The price of milk has risen 20 per cent in the past year, says Bill Barbour, and he should know. He's the investment manager at the DWS Global Agribusiness Fund, a $1.6 billion fund from Deutsche Bank that was formed last year to capitalise on what he calls "Ag-flation" - the sudden and irreversible upward momentum in food prices which is going to change the world as we know it.
Australian milk and dairy prices are bounding ahead and wheat prices are at an all-time high.
In China pork prices are up 90 per cent, in Britain food prices are growing at their fastest in a decade, in Mexico a sudden lift in the cost of flour for tortillas caused a riot a few months ago.
I had barely digested this news about food price inflation when two of the biggest food companies on the stock exchange reported annual results. At Goodman Fielder, CEO Peter Margin talked of a "perfect storm" of higher wheat and oil prices; at Futuris - owners of Elders Rural - CEO Les Wozniczka suggested food prices could rise by 50 per cent in the next five years.
What is driving food prices higher? A bunch of factors has combined at the same time. In Australia there is drought, which reduces supply against unchanged demand. ANZ's chief economist Saul Eslake points out that the effect of the drought is only temporary: longer term falling EU subsidies will be a bigger driver of higher milk prices.
But a more important global force is climate change - or at least developments around climate change, such as the new limitations on land use and the push (especially in the US) to replace petrol with biofuel.
In the US biofuel quotas from the Bush Administration are prompting a big increase in the price of corn. In the same way our higher milk prices push up butter and cheese prices, higher US corn prices push up the price of beef.
But the biggest driver behind rising food prices is widening appetites in China and India, where more than 2 billion people who once got by on a largely vegetarian diet are aspiring to diets like you, me or Homer Simpson.
US investment guru Jim Rogers - who correctly called the "hard commodities" boom of recent years - now says "soft" commodities will shine.
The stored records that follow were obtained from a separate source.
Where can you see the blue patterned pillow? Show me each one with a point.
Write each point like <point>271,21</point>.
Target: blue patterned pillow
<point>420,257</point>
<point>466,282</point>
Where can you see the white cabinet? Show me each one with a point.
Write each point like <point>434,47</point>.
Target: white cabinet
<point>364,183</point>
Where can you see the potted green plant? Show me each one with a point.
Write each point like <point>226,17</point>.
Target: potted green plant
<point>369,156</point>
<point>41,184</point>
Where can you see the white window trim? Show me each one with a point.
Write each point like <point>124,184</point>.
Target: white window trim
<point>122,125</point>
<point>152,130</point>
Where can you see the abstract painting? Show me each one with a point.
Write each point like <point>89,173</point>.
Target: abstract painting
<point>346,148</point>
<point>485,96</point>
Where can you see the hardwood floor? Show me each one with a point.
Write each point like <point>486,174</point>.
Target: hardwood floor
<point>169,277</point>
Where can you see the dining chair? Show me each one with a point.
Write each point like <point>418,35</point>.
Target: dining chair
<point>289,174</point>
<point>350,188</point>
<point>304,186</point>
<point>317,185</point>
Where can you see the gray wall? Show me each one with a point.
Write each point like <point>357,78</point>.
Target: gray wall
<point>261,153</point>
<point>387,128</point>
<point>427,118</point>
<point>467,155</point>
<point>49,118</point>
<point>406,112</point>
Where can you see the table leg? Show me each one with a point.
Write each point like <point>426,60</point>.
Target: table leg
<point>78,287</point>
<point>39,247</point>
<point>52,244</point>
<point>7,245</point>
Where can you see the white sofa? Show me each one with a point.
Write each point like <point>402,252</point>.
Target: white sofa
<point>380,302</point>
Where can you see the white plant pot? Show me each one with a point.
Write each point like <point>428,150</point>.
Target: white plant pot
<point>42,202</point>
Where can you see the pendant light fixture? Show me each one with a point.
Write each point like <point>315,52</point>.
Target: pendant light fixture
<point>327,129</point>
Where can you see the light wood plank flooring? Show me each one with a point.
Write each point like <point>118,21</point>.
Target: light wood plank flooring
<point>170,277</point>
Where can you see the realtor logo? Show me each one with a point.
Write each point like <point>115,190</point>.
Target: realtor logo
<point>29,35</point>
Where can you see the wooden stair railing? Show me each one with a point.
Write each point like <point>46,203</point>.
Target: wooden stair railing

He says: "There are three billion people in Asia and they're not going to lose their appetite because we've got new problems in the US."
So who wins and loses with rising food prices? First, it's a social issue, felt most acutely in developing countries.
The links between the price of bread and revolution go back to the French Revolution but in Australia its main effect will be to push up inflation and maybe even interest rates.
For farmers the impact is split sharply between the big rich farms which can manage drought and smaller farms that are permanently struggling.
At the top end of the farming market the outlook is bright enough that international investors are buying farms across the country.
For stock investors the picture is also mixed. Food manufacturers such as Goodman Fielder have not managed to exploit the higher price of grain. But "pure play" soft commodity companies have been big winners.
In beef, the share price of Australian Agricultural Company - with land holdings the size of Scotland - has jumped by about a third since the start of the year, while grain companies such as the Australian Wheat Board are having a very strong year despite internal scandals.
At the DWS Global Agribusiness Fund, Bill Barbour has raised $14 million from local investors in less than a year. Units in the fund have risen four times faster than international share indices.

"Higher food prices are inevitable all over the world; we're in a sweet spot," he says.